Paulo Vinicius Coelho está com 38 anos. Seu rosto tem algo de divertido. Há um discreto parentesco com o personagem Wallace, do desenho animado Wallace e Gromit. Na vida prática, é atabalhoado. As alças da mochila que carrega nas viagens têm o dom de se agarrar a todo vão de porta que se meta no caminho; volta e meia, as pernas se adiantam apenas para serem atrapalhadas pelo tronco, que, de um repelão, é puxado para trás. Seu chefe na ESPN, o jornalista José Trajano, já perdeu a conta das vezes que PVC ligou o carro e saiu sem se lembrar das pilhas de jornais e cadernos deixados sobre a capota. Dizem que também não dirige muito bem. Nada disso atrapalha a vida dele. O seu negócio é conhecer futebol, e para cumprir essa função poucos estão tão bem equipados. “Ele é um fenômeno”, afirma o jornalista Juca Kfouri, “por causa da profunda capacidade de reter e processar informação.” PVC carrega na cabeça e nos seus arquivos um dos maiores mananciais de dados sobre futebol do país. Nos cinco dias que passou em Lima, quase nunca se separou da sua mochila de 10 quilos. O inventário do conteúdo revelaria: 1) livros: História de la Copa América (429 p.); En el Corazón del Pueblo. Pasión y Gloria de Alianza Lima (153 p.); La Grande Enciclopedia della Coppa del Mondo (450 p., capa dura); Todos os Jogos do Brasil (616 p.); 2) folhas soltas com anotações para o próximo compromisso da seleção: todos os jogos Brasil x Uruguai no Morumbi e todos os jogos do Brasil em São Paulo, além da ficha completa dos 26 jogadores convocados da Seleção Peruana; 3) DVD com todos os gols da era Dunga, acompanhados de análises e tabulações (gols tomados pela esquerda, direita, meio; marcados pela direita, esquerda, meio; gols marcados e tomados de bola rolando, contra-ataques, faltas, escanteios etc.); 4) computador e palm para armazenar apenas informações sobre o esporte.

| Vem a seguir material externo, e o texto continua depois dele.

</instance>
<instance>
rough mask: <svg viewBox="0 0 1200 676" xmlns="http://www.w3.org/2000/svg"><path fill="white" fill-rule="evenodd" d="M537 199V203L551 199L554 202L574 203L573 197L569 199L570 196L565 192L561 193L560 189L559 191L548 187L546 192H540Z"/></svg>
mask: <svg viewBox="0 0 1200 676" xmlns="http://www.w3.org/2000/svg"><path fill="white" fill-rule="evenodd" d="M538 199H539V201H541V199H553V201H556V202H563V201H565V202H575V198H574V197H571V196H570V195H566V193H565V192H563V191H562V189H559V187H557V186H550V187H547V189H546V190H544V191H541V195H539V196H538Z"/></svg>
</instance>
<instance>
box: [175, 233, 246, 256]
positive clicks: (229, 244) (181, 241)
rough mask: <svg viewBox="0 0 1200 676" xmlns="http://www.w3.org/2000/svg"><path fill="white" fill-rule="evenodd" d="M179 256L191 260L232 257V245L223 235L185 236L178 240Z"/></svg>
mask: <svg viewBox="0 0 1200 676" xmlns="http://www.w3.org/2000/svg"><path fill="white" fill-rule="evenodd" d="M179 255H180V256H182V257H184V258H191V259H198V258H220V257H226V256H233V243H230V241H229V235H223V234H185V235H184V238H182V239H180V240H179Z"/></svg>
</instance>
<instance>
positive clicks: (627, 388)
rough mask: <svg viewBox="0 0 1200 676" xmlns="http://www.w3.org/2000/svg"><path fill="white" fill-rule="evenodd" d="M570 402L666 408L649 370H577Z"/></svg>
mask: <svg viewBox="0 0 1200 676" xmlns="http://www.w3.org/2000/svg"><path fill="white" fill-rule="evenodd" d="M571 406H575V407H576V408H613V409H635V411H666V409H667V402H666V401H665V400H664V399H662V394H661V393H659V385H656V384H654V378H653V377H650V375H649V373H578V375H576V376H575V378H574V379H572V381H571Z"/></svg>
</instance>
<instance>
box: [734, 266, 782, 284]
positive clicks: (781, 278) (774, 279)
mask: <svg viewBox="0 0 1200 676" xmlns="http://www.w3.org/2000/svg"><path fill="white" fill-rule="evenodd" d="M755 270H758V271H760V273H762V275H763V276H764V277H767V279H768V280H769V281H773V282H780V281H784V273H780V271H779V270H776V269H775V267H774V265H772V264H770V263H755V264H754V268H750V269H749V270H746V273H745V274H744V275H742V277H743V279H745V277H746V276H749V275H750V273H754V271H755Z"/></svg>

A um simples toque, PVC é capaz de acessar a ficha completa de todos os jogos do campeonato brasileiro de 1971 para cá: data, placar, escalações, técnicos, substituições, árbitros, gols (e o minuto em que foram marcados), cartões amarelos e vermelhos, estádios, público. Ele mesmo digitou cada uma das fichas. O palm ainda armazena todas as convocações das seleções da Espanha, da Inglaterra, da França e da Itália de 2000 para cá e de Portugal, Alemanha, Argentina e Holanda de 2005 em diante. A cada rodada do campeonato brasileiro, PVC confere e armazena informações relativas a dez jogos, além de partidas da Liga dos Campeões da UEFA e das seleções nacionais de maior expressão que porventura tenham jogado naquela semana.

José Trajano passou boa parte dos primeiros anos de parceria dando broncas homéricas em PVC por causa dessa obsessão factual. Fazia isso no ar: “É que ele vinha com aquelas histórias de que ‘Nunca o São Paulo venceu o Náutico com gol no segundo tempo’ ou ‘Faz x anos que o Corinthians não vence Beltrano no inverno’. Eu dizia: ‘Ora, vai encher o saco do outro…’ Mas aí você começa a ver que aquilo é trabalho duro, que ele conversa com todo mundo, e então começa a respeitar”. Com o tempo, as broncas escassearam. PVC foi ganhando o público e hoje é praticamente um pop star. Nos estádios, os torcedores gritam seu nome. Com freqüência, a concorrência vem checar informação com ele. PVC nunca nega.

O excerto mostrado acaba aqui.